Shadows – John Cassavetes (1958)

“Neden hep bunu yapıyoruz, etrafta dolaşıp kadınları ayartmaya çalışıyoruz?”

1950’lerin New York’unda Afrikalı Amerikalı biri kadın ikisi erkek üç kardeşin hikâyesi.

John Cassavetes’in yazıp yönettiği, ABD yapımı bir film.

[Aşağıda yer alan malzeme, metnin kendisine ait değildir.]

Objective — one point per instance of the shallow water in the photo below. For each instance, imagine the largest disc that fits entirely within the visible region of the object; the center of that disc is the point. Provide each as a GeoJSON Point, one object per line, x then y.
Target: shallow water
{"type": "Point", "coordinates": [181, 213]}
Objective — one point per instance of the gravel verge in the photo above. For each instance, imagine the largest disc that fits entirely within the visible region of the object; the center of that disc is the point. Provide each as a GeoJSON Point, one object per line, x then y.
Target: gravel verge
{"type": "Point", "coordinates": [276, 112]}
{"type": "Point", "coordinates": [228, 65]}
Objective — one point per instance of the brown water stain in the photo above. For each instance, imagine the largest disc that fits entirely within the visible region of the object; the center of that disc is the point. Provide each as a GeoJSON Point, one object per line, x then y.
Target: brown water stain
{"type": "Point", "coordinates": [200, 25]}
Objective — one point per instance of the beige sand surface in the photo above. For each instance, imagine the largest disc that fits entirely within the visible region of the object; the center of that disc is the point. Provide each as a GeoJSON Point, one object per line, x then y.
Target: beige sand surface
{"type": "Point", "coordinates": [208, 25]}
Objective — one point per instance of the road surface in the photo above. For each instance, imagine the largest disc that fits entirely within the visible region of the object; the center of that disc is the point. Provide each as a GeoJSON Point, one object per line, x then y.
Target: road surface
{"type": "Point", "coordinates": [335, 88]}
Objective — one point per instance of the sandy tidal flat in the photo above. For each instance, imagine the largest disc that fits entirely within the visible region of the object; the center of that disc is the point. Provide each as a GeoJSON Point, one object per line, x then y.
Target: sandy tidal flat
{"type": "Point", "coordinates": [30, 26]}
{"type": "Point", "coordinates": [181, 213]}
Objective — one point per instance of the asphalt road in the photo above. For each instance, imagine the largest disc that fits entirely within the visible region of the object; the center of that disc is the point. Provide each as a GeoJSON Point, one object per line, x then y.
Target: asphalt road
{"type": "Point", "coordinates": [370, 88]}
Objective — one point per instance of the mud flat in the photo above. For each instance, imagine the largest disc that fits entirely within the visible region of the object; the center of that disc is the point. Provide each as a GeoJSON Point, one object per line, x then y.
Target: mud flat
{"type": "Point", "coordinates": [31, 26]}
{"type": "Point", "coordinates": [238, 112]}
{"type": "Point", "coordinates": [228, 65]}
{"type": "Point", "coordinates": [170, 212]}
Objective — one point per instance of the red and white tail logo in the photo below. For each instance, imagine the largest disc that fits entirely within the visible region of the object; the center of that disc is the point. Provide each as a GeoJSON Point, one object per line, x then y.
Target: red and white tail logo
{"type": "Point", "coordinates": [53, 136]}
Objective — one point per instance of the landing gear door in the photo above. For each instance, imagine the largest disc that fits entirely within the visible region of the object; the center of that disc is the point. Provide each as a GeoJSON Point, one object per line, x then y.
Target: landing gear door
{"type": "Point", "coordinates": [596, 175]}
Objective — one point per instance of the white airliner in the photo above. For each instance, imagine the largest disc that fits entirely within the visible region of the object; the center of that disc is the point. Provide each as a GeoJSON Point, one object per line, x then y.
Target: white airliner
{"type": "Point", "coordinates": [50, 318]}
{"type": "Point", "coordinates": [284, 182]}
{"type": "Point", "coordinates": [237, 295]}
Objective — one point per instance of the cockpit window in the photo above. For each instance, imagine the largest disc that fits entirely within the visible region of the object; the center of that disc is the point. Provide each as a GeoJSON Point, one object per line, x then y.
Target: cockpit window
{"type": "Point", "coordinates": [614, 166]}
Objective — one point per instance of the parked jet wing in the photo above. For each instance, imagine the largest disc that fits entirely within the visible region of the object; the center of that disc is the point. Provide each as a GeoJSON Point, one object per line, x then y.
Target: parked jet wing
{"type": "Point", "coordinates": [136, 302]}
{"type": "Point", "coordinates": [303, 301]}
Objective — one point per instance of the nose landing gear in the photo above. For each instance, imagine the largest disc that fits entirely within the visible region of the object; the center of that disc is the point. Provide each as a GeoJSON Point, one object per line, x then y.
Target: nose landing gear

Çekimleri 1957 yılında gerçekleştirilen, 1958’de gösterime giren ve 1959’da yeni eklenen çekimlerle son halini alan, Amerikan bağımsız sinemasının tarihinde bir dönüm noktası olarak kabul edilen film “Beat Kuşağı” olarak adlandırılan yıllarda geçen ve doğaçlama yöntemi ile çekilen bir çalışma. 40 Bin Dolar olduğu söylenen çok kısıtlı bütçesi Cassavetes’in arkadaşlarından ve halktan topladığı bağışlarla bir araya getirilen film kurgusu, çekim koşulları, doğaçlama ile oluşturulan diyalogları ve teknik kadrosu ve oyuncularının büyük bir bölümünün Cassavetes’in tanıdıkları olması nedeni ile tam anlamı ile bağımsız bir çalışma. İlişkiler ve ırk farklılıkları üzerine bir “hikâye” anlatan film iki erkek kardeşin müzisyen olması nedeni ile bir caz filmi de aynı zamanda. Sinemanın kendine has yönetmeninin bu ilk yönetmenlik çalışması sinemaya yeni bir soluk getiren, elbette belki de herkese göre olmayan, belgesel yaklaşımı ile kurguyu bir araya getiren çok farklı bir sinema eseri.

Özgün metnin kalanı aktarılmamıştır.